Daha önceleri yurtdışında uygulanan bu tedavi artık ülkemizdede bazı kuruluşlar tarafından uygulanmaya başlamıştır.Genellikle çocuklara uygulanan bu tedavi yöntemi oldukça başarılıdır.
Otistik ve mental retarded (zeka geriliği) tedavisinde oldukça başarılı bir tedavi yöntemi olarak Müzik Terapisi (müzikoterapi),ülkemizde son yıllarda oldukça yaygınlaşmıştır.
Müzik yoluyla ruhsal durumu etkileme yöntemi, akıl bozukluğunun tedavisindede uygulanmıştır. Yatıştırıcı, heyecanlandırıcı, fantazi uyarıcı ya da başka özellikleri bakımından, belli müzik parçaları seçilir; hastalar bunları genellikle grup halinde dinlerler. Çocuklar arasında perküsyon grupları yahut daha sofistike müzik grupları kurulabilir; sonucunda gösterilen faaliyet, ruhsal bozukluğu olan çocuğu topluma alıştırmada yararlı olmaktadır.

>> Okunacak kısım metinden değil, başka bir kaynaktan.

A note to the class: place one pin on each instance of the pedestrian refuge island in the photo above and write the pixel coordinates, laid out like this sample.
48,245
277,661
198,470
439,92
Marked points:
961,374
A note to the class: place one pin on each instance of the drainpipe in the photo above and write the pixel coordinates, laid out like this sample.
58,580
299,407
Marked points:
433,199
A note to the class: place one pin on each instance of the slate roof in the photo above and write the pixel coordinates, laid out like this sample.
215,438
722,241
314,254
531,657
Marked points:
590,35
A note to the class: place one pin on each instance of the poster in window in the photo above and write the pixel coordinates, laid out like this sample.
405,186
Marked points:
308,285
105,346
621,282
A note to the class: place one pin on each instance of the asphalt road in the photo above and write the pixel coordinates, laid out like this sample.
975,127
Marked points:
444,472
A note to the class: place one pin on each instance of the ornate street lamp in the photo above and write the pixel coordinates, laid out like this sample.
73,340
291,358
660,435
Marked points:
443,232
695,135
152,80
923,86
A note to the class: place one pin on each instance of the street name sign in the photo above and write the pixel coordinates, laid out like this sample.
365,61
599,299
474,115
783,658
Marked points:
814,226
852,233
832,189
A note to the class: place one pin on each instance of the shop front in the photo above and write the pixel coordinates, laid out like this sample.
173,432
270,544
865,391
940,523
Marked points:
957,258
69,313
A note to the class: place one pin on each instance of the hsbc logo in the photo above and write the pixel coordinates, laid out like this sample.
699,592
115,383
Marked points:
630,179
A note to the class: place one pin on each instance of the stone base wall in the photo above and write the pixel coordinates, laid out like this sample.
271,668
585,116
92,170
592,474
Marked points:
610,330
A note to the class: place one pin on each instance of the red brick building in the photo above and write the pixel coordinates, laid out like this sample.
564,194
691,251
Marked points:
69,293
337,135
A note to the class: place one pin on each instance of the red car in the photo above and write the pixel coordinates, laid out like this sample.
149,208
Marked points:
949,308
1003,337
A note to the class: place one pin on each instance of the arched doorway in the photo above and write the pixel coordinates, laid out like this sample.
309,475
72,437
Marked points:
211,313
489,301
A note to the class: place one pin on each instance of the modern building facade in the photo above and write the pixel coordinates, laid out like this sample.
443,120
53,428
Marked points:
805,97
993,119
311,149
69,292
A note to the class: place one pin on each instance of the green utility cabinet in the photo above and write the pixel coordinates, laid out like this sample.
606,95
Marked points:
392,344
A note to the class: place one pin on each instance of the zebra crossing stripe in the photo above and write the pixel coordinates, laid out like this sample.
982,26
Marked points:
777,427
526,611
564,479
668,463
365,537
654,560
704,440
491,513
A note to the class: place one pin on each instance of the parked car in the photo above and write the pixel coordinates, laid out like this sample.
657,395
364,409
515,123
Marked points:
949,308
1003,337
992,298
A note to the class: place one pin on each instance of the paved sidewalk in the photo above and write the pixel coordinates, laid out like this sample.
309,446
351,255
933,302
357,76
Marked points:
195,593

Bilişsel düşünme ile müzik arasında güçlü bir ilişki olduğundan müzikle uğraşanlarda ya da sık müzik dinleyenlerde beyin aktivitesi artmaktadır. Almanya’da Friedrich Schiller Üniversitesinde yürütülmüş araştırmalar sonucunda profesyonel ya da amatör olarak müzikle uğraşan insanların beyinlerinin daha büyük olduğu belirlenmiştir. Düzenli olarak müzik aleti çalmanın beynin görme, duyma, hareket etme ve koordinasyonla ilgili bölümlerinin büyümesini sağladığını tespit edilmiştir. Müzisyenlerin beyinlerinde duyma, görme, hareket etme ve koordinasyonla ilgili bölgelerde daha fazla “gri madde (gri hücre)” olduğu tesbit edilmiştir. sürekli müzik aleti çalmanın beynin büyüklüğünü olumlu etkilediği diğer bir gerçektir. Beynin kaslar gibi egzersiz yaptıkça büyüdüğünü; örneğin, piyano çalmanın notaları algılayan beynin tuşlara dokunan parmaklara ve pedallara basan ayağa emir vermesiyle bir koordinasyon oluşturarak beynin birden fazla bölgesini aynı anda çalıştırdığını, çok yönlü düşünmeyi ve bağlantılar kurmayı sağladığını, dolayısıyla da beynin kullanımını geliştirdiği belirtilmiştir.Ney musikisi de en az pentatonik tarzlar ve klasik müzik kadar bebek ve çocuk beyin gelişimini olumlu etkilemektedir. Anne ninnisi ile başlayan müzik terapisi, daha sonra ney musikisi ile devam ettiği taktirde hem sosyal hem de matematik zeka olumlu etkilenebilir. Aynı şekilde bebek ya da çocukken dinlediğimiz ilahilerin (buna bir nevi tasavvuf musikisi de diyebiliriz) bizleri ne kadar rahatlattığını ve huzura kavuşturduğunu hepimiz biliriz. Böyle musiki ortamlarından yetişerek topluma katılan bireylerin yasalara bağlı, adet ve gelenekleri önemseyen, kuşak bunalımına girmeyen ülkeye ve topluma yararlı kişiler olmaları kaçınılmazdır. Zaten genelde de baktığımızda müzik adamlarında ve sanatçılarda adi suç oranları büyük oranda düşüktür. Müzik de tıpkı matematik ya da satranç gibi yüksek beyin fonksiyonları gerektirir.